Major search engines support robots.txt standard

GoogleYahoo, and Microsoft’s Live Search recently announced standard support for the major robots.txt directives. This means that you can use the same syntax for robots.txt to control the activities of those three major search engine crawlers. The common directives are: Disallow, Allow, and Sitemaps.  In addition, all three support the use of wildcards (* and $) in specifying paths for Allow and Disallow. It’s interesting to note that Yahoo says they support “$ Wildcards,” whereas Google and Microsoft say that they support “* Wildcards” as well as “$ Wildcards.” From reading Yahoo’s documentation, though, I’d say that they also support “* Wildcards.”

All three also support several HTML META tags, such as NOINDEX and NOFOLLOW, that give content authors much tighter control over crawlers than can be accomplished with robots.txt. 

This isn’t exactly a new step. The three major search engines have been collaborating for the last few years, trying to make Webmasters’ jobs easier with respect to the major search engines. For example, back in February they announced common support for cross-submission of Sitemaps.

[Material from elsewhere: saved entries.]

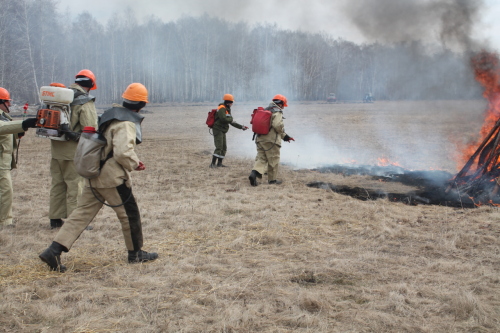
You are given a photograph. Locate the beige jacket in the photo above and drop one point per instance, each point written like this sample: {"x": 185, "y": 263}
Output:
{"x": 81, "y": 116}
{"x": 8, "y": 140}
{"x": 120, "y": 136}
{"x": 277, "y": 131}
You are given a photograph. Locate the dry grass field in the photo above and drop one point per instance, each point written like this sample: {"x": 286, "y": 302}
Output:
{"x": 288, "y": 258}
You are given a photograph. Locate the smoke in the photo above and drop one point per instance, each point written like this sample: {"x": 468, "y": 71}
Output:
{"x": 448, "y": 22}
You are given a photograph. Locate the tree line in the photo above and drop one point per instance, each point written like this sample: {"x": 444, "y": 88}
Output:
{"x": 197, "y": 59}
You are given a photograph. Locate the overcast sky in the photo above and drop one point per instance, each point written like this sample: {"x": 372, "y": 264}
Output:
{"x": 308, "y": 15}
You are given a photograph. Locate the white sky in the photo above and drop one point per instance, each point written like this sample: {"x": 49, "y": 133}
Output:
{"x": 308, "y": 15}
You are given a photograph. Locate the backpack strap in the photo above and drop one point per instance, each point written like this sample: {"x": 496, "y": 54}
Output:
{"x": 110, "y": 154}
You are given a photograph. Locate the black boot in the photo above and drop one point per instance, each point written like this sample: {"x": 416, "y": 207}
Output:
{"x": 214, "y": 160}
{"x": 52, "y": 257}
{"x": 219, "y": 164}
{"x": 141, "y": 256}
{"x": 56, "y": 223}
{"x": 253, "y": 177}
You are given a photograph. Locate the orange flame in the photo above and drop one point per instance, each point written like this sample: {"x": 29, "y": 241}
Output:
{"x": 487, "y": 73}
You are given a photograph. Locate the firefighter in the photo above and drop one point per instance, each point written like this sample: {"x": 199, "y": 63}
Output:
{"x": 10, "y": 132}
{"x": 121, "y": 126}
{"x": 66, "y": 184}
{"x": 269, "y": 145}
{"x": 223, "y": 119}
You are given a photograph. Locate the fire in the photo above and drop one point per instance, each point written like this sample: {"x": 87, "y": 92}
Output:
{"x": 382, "y": 161}
{"x": 487, "y": 73}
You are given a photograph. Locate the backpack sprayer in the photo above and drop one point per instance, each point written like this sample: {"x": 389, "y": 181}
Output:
{"x": 55, "y": 111}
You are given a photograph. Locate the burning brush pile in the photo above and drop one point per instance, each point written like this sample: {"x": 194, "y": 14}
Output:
{"x": 476, "y": 184}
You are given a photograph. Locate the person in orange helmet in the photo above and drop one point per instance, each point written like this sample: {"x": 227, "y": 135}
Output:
{"x": 10, "y": 132}
{"x": 269, "y": 145}
{"x": 66, "y": 184}
{"x": 223, "y": 119}
{"x": 121, "y": 126}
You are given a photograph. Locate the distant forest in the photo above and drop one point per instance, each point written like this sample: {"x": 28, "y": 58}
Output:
{"x": 198, "y": 59}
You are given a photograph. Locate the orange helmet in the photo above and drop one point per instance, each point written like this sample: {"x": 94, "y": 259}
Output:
{"x": 90, "y": 75}
{"x": 55, "y": 84}
{"x": 136, "y": 92}
{"x": 281, "y": 98}
{"x": 4, "y": 94}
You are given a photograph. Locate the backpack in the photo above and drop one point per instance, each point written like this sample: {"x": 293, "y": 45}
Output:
{"x": 211, "y": 118}
{"x": 261, "y": 120}
{"x": 88, "y": 153}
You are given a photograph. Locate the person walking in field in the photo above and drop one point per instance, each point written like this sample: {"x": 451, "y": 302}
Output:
{"x": 10, "y": 132}
{"x": 66, "y": 184}
{"x": 223, "y": 119}
{"x": 121, "y": 126}
{"x": 269, "y": 145}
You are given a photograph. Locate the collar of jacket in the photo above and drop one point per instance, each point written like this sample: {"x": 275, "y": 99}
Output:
{"x": 273, "y": 107}
{"x": 81, "y": 96}
{"x": 118, "y": 112}
{"x": 4, "y": 116}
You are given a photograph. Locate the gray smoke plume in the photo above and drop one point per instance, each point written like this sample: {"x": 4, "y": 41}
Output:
{"x": 448, "y": 22}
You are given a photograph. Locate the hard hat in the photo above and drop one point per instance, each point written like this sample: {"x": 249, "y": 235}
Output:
{"x": 90, "y": 75}
{"x": 136, "y": 92}
{"x": 281, "y": 98}
{"x": 4, "y": 94}
{"x": 55, "y": 84}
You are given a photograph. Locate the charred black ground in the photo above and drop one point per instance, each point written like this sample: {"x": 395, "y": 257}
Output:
{"x": 431, "y": 186}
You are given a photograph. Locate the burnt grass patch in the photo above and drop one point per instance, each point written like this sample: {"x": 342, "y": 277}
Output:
{"x": 430, "y": 186}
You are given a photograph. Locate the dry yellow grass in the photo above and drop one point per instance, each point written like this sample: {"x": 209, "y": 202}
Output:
{"x": 287, "y": 258}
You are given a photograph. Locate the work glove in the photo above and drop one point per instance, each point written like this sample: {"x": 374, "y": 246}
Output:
{"x": 29, "y": 123}
{"x": 70, "y": 135}
{"x": 140, "y": 167}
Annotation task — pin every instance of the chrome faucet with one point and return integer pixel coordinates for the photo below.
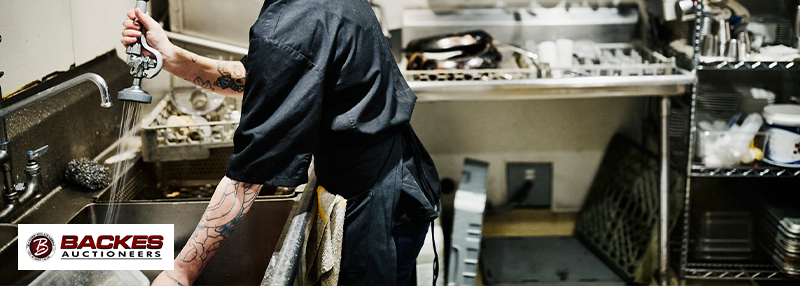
(33, 182)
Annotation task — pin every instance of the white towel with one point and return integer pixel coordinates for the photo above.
(324, 248)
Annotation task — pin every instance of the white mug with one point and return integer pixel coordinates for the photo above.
(565, 50)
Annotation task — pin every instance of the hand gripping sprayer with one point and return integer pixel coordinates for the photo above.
(141, 66)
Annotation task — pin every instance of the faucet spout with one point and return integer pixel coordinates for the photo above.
(105, 98)
(11, 198)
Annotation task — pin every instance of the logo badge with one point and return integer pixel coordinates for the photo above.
(40, 246)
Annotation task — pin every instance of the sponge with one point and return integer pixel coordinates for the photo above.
(88, 173)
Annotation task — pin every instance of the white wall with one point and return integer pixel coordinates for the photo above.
(44, 36)
(572, 134)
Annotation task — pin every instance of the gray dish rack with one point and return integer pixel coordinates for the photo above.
(734, 270)
(162, 142)
(627, 69)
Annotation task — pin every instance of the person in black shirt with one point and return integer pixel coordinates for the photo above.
(319, 79)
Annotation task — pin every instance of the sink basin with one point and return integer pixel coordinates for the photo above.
(8, 253)
(246, 254)
(188, 180)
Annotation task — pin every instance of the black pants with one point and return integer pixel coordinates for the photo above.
(378, 249)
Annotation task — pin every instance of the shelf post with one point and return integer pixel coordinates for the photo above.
(664, 191)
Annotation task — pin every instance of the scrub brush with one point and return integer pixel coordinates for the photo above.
(88, 173)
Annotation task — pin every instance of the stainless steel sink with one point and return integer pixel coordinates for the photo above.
(187, 180)
(245, 256)
(8, 253)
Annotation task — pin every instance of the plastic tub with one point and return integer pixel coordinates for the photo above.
(783, 148)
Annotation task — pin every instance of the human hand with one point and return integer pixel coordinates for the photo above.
(156, 37)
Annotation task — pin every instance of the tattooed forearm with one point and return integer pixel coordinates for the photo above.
(232, 76)
(189, 54)
(173, 279)
(227, 209)
(203, 83)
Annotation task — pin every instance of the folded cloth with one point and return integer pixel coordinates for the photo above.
(324, 248)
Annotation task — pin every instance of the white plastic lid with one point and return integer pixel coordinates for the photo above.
(783, 114)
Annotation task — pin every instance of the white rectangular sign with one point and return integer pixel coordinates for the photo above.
(96, 246)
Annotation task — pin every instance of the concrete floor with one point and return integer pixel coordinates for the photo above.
(543, 222)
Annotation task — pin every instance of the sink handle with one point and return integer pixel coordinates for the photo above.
(33, 155)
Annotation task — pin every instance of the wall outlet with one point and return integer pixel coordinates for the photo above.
(529, 184)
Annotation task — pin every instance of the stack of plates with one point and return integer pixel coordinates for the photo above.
(778, 220)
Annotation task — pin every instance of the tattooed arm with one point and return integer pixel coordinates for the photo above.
(230, 203)
(223, 77)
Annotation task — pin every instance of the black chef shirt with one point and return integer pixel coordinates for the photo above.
(321, 80)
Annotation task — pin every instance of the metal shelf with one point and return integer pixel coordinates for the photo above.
(748, 66)
(689, 269)
(732, 272)
(745, 171)
(587, 87)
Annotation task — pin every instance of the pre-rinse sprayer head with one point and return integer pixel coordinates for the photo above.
(141, 66)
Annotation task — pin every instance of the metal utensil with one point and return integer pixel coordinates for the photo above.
(710, 48)
(733, 50)
(724, 34)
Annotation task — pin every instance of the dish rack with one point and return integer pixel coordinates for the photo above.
(617, 59)
(162, 142)
(622, 69)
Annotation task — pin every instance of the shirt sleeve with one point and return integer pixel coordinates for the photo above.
(281, 110)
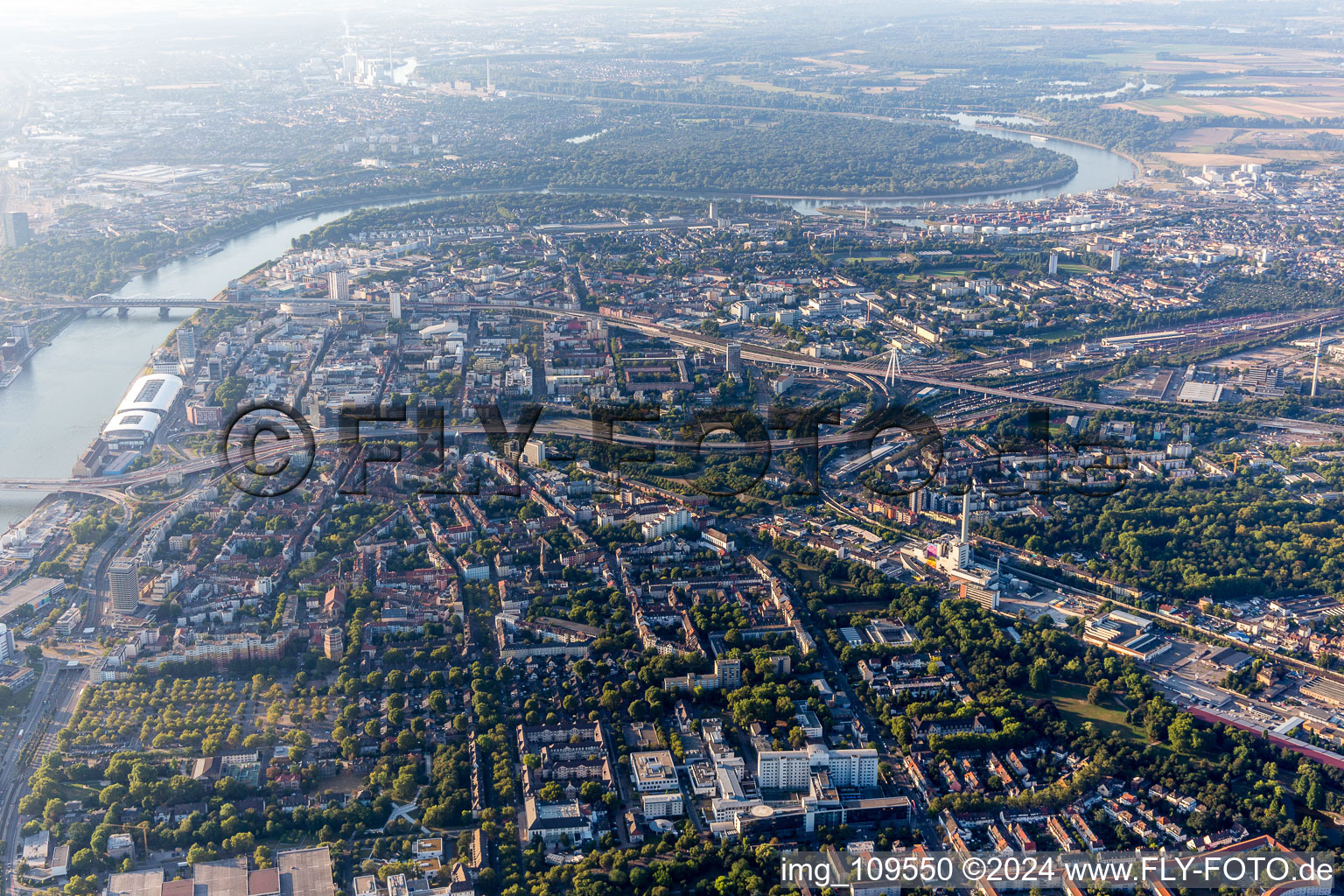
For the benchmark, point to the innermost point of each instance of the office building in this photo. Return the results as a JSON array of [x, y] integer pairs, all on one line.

Unfortunately, all three also support individual extensions to the Robots Exclusion Protocol.  For example, Yahoo and Microsoft support the Crawl-Delay directive, which Google does not support. Both Google and Yahoo support some unique META tags that the others don’t support.

Even with the incompatibilities, this is a big step in the right direction. With unified support of the major robots.txt directives among the three major search engine crawlers, we can expect to see more support by smaller crawlers. I know that many authors of smaller-scale crawlers look to the majors to see what they should support. Having all three support the same directives in the same way, makes other developers’ jobs (including mine!) easier.

But ultimately it’s the Webmasters who benefit the most by giving them a standard way to control crawlers’ access to their sites.